É bom lembrar que a Usura é condenada até pela Bíblia.

Na verdade, a Comissão de Defesa do Consumidor agiu como o poder econômico das instituições financeiras orientam e, assim, agem para que o direito deixe de ser protagonista de uma imoralidade e permite que o economicismo que ofende o consumidor em todas as operações financeira siga galopando sem rédeas.

O que se pode esperar de deputados que tem no sistema financeiro um dos seus maiores doadores nas campanhas eleitorais? Nada além de ser serviçal dos bancos.

Comissão rejeita proibição da cobrança de juros sobre juros.

A Comissão de Defesa do Consumidor rejeitou na quarta-feira (10) o Projeto de Lei 205/11, do deputado Sandes Júnior (PP-GO), que proíbe a cobrança de juros sobre juros. A prática implica a incorporação dos juros vencidos ao capital e a cobrança de juros sobre o montante capitalizado.

Gustavo Lima

Walter Ihoshi: proposta é incompatível com ordenamento jurídico brasileiro.
O relator, deputado Walter Ihoshi (PSD-SP), recomendou a rejeição da proposta.
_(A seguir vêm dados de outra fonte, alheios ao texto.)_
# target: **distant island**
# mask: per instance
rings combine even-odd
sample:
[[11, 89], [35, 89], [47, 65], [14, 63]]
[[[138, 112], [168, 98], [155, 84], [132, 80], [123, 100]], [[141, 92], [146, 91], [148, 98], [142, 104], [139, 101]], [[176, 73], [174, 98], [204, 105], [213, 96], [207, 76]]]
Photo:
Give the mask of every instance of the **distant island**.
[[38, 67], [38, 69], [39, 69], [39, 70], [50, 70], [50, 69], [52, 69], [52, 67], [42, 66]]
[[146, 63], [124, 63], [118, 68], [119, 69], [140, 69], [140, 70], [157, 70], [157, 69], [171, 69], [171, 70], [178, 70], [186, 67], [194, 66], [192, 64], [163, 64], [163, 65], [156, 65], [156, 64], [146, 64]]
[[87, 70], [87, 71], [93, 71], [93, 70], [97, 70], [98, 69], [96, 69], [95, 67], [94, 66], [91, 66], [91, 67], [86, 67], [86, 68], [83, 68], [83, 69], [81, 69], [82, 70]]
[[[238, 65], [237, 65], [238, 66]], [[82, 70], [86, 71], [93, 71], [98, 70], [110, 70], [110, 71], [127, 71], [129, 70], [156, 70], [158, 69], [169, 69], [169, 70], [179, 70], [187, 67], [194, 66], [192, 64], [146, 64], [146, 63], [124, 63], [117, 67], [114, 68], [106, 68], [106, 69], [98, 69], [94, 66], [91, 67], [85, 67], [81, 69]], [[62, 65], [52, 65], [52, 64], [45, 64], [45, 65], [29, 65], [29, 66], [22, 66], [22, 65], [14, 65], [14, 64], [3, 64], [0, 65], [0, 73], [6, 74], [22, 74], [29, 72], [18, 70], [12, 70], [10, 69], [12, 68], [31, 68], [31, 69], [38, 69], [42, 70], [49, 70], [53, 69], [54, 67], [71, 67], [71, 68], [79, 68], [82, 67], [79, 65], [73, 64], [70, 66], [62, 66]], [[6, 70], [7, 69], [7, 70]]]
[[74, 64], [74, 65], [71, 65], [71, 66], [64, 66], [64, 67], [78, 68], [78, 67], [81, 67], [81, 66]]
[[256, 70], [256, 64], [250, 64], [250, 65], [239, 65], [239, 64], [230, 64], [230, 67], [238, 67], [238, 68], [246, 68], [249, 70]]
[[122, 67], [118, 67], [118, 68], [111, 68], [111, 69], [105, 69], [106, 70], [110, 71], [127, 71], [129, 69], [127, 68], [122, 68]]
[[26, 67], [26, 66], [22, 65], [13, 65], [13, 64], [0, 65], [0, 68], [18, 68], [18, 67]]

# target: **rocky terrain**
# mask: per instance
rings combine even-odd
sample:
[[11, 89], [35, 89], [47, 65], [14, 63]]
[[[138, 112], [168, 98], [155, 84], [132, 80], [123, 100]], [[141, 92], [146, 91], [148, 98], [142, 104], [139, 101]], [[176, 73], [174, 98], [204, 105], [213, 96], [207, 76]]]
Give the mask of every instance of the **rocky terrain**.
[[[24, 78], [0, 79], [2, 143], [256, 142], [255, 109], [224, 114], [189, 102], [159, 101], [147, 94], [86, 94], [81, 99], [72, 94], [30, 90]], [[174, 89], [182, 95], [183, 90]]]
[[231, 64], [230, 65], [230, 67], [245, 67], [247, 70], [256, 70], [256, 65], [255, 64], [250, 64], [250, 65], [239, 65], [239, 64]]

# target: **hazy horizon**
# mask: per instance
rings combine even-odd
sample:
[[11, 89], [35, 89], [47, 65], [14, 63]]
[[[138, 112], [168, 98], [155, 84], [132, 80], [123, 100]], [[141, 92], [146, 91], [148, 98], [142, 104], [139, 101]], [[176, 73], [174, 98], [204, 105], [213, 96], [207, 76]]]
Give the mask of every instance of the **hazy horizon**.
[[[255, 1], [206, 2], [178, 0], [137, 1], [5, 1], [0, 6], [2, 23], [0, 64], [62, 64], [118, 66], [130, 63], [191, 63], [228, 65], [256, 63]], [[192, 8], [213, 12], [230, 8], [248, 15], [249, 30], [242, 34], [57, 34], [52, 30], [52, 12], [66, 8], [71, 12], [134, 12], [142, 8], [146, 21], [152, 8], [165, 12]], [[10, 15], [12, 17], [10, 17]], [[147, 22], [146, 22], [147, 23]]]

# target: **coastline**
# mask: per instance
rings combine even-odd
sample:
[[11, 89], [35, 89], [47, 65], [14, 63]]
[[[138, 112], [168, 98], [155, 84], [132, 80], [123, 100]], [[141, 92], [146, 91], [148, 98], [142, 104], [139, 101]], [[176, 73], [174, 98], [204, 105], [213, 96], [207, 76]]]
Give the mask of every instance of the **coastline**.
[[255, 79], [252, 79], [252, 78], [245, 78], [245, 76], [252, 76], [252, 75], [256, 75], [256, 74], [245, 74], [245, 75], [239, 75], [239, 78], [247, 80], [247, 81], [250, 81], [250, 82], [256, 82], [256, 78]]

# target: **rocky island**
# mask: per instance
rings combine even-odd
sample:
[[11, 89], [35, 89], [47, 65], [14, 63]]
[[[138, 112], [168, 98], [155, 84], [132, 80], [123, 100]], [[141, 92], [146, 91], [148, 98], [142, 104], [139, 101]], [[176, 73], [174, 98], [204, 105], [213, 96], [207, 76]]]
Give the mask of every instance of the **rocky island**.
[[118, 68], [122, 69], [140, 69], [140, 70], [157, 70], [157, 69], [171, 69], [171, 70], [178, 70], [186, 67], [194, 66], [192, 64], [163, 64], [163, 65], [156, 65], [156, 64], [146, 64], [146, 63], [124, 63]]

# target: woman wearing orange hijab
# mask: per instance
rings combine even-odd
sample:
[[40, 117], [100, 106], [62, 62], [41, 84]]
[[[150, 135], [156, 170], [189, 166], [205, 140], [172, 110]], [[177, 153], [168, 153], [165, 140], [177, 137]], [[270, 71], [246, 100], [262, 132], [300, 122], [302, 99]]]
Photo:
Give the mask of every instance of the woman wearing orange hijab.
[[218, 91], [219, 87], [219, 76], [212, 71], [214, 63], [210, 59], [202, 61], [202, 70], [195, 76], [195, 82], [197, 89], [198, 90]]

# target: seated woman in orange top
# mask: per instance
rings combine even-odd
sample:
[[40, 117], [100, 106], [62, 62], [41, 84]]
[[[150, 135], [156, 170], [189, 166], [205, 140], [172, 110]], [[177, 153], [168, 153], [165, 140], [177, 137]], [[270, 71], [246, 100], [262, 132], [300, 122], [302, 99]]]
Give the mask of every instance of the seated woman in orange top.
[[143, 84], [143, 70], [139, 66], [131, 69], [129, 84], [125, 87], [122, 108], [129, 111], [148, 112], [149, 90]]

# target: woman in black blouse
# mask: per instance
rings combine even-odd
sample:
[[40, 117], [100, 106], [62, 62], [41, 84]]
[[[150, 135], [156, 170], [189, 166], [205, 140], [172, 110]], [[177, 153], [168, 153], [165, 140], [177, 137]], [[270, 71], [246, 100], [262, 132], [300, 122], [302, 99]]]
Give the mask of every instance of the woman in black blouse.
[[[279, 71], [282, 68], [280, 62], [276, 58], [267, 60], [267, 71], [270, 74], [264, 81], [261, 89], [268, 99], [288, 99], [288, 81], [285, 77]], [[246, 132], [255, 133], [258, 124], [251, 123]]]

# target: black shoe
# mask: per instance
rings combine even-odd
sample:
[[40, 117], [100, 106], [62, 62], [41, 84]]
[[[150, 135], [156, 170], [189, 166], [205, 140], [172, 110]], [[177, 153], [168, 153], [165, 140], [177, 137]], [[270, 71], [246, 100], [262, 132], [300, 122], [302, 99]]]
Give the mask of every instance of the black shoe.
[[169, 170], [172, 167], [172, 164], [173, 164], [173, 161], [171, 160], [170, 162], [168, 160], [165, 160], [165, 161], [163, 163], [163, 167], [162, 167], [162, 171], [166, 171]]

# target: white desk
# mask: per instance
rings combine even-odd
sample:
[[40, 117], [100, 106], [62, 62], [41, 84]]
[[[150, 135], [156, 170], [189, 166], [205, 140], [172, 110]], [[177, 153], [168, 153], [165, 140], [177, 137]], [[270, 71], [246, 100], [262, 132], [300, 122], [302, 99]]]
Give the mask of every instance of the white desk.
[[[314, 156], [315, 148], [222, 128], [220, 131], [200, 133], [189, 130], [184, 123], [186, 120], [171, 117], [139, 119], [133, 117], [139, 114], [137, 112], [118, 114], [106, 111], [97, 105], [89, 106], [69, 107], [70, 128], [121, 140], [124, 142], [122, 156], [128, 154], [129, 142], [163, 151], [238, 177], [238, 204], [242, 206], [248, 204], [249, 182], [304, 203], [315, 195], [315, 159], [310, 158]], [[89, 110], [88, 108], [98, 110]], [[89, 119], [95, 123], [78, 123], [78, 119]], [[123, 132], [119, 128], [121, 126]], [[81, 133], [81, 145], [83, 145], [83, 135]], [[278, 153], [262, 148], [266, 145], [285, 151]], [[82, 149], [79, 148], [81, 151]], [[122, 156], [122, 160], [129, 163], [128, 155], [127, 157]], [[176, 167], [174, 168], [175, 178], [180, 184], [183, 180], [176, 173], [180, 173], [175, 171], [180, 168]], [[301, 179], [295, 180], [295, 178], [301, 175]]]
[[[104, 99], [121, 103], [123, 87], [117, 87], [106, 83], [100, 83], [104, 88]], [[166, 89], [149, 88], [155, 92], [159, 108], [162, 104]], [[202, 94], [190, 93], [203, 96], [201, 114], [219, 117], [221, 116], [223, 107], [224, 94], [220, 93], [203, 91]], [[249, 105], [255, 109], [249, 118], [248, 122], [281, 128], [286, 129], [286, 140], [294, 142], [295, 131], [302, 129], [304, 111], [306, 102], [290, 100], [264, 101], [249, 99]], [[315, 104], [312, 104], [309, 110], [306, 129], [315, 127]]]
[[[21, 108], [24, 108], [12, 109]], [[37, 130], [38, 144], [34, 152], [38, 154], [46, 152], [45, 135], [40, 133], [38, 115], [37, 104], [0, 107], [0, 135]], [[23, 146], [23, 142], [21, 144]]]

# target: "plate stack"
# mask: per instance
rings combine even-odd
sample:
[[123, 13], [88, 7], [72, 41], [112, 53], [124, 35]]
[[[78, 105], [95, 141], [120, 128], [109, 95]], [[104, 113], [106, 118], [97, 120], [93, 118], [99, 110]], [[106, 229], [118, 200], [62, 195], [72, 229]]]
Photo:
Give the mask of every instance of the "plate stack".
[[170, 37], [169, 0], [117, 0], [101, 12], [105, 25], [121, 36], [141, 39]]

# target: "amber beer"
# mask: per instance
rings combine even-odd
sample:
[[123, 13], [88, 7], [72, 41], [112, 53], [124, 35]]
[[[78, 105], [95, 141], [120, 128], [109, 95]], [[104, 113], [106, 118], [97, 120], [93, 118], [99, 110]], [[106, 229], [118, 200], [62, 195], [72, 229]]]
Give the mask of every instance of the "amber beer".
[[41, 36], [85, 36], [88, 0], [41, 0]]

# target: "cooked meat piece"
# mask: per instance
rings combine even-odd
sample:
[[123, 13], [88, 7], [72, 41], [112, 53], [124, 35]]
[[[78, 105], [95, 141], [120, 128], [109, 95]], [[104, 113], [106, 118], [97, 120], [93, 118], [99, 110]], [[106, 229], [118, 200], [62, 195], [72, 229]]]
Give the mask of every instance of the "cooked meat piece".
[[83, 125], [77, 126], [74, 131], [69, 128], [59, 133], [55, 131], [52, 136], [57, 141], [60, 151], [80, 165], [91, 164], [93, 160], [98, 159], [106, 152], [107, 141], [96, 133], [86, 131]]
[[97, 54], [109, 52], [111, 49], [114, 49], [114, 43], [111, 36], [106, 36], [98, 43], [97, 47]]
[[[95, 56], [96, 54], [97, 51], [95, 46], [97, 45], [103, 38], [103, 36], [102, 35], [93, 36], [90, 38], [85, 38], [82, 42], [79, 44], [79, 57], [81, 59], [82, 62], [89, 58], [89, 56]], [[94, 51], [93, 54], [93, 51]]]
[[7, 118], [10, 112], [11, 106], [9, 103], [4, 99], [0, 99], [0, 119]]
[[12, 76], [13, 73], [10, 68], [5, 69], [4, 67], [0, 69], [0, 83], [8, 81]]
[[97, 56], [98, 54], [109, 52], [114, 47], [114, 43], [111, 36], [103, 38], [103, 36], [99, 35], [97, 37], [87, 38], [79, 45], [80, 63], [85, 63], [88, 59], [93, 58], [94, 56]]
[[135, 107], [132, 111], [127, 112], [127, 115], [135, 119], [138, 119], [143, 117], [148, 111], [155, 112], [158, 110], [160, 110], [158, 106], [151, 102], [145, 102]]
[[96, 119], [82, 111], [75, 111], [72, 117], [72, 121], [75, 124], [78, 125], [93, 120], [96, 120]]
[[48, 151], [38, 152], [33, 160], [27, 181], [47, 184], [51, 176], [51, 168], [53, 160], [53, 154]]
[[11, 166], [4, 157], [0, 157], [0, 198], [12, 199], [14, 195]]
Entre outros argumentos, ele disse que a medida é incompatível com o ordenamento jurídico vigente. Conforme explicou Ihoshi, por diversas vezes, o Superior Tribunal de Justiça (STJ) entendeu que juros capitalizados podem ser cobrados, inclusive em operações com período inferior a um ano.

Ainda segundo o relator, o Banco Central é o órgão responsável por regular a questão, como determina a legislação vigente. Portanto, o projeto não pode alterar o Código de Defesa do Consumidor (Lei 8.078/90), como pretende o autor.

Padrão internacional
Do ponto de vista econômico, Walter Ihoshi lembrou que a incidência de juros sobre o montante de juros vencidos segue uma padronização internacional. “O afastamento desse padrão confundiria a análise de indicadores econômico-financeiros brasileiros, dificultando sua comparação a indicadores de outros países. A incerteza na análise dificultaria a decisão de empreendedores internacionais interessados em atuar em nosso mercado”, afirmou o relator.

Por fim, Ihoshi lembrou que a proposta teria efeitos na remuneração da caderneta de poupança. “Se aplicada à poupança, a proposição vai alterar a remuneração do pequeno investidor, que atualmente capitaliza juros sobre juros.”

Tramitação
O projeto tramita em caráter conclusivo e ainda será analisado pelas comissões de Finanças e Tributação e de Constituição e Justiça e de Cidadania.